How will you play each episode? Because every participating athlete comes as an open book with the intention of disclosing his experiences, shocked It will act as a therapy session, pulling the curtain back. While Hirsch often has a current connection to the topic, Dr. McIntosh approaches each guest as a blank slate, “as I’m talking to someone I saw for the first time as a patient.” The format, then, goes beyond just sharing an athlete’s story. It’s an active collaborative process, with a story followed by analysis from Dr. McIntosh, moving on to a broader discussion of the topic raised in that episode. For example, in the Kevin Love episode, he discussed panic attacks, and Hirsch and Dr. McIntosh moved on to a deeper discussion about panic attacks, including those that Hirsch experienced as a player.

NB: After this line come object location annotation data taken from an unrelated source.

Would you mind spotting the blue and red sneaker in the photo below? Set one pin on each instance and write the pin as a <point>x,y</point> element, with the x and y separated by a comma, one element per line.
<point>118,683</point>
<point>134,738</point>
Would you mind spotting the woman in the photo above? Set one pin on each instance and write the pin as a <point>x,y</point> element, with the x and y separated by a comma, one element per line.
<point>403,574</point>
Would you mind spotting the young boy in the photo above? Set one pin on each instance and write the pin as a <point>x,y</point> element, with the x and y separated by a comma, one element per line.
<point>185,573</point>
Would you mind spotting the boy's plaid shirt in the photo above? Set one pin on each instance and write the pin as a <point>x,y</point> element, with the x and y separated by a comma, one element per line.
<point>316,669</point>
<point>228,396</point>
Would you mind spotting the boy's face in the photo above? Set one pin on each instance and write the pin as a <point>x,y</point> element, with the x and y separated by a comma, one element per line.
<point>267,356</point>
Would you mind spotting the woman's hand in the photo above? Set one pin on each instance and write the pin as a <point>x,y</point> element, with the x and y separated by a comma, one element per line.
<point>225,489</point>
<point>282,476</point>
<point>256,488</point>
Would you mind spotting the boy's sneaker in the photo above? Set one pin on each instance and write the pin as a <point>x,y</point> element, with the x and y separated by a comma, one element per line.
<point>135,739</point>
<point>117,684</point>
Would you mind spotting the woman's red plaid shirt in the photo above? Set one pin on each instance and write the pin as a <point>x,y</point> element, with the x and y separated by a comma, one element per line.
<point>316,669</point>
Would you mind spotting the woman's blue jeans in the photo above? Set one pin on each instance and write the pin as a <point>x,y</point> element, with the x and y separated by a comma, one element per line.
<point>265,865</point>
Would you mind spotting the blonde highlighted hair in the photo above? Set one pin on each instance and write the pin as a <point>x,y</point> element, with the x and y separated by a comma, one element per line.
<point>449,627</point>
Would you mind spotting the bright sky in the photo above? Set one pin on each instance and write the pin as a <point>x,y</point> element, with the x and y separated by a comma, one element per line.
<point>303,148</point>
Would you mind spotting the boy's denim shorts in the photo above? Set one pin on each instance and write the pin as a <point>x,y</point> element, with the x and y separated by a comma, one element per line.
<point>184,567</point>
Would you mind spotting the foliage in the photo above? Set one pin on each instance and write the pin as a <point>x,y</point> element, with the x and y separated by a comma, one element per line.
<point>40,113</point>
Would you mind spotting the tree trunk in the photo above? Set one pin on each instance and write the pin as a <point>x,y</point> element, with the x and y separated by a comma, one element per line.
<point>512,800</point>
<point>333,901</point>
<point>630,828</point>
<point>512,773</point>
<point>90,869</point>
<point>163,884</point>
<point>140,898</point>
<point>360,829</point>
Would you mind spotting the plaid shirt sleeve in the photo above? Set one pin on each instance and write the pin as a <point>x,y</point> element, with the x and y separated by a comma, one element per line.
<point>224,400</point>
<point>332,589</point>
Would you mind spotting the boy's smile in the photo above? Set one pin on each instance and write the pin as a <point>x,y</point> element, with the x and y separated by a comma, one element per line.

Hirsch and Dr. McIntosh believe that by humanizing their podcast topics, they can (a) expose the stigma that professional athletes cannot have mental health problems and (b) provide role models to help others with health problems mental. As Dr. Macintosh sees it, people can see themselves in the athletes’ stories while identifying the symbols they seek are open about mental health struggles.
Don’t be surprised if several big-name athletes start appearing shocked After the first wave of episodes, especially with hosts very interested in the topic.
“Helping people was a greater gift to me than any victory I had in the National Hockey League,” Hirsch said. “My Olympic medal, I’ll give it to someone if it means I have to help them. That’s what it means to me.”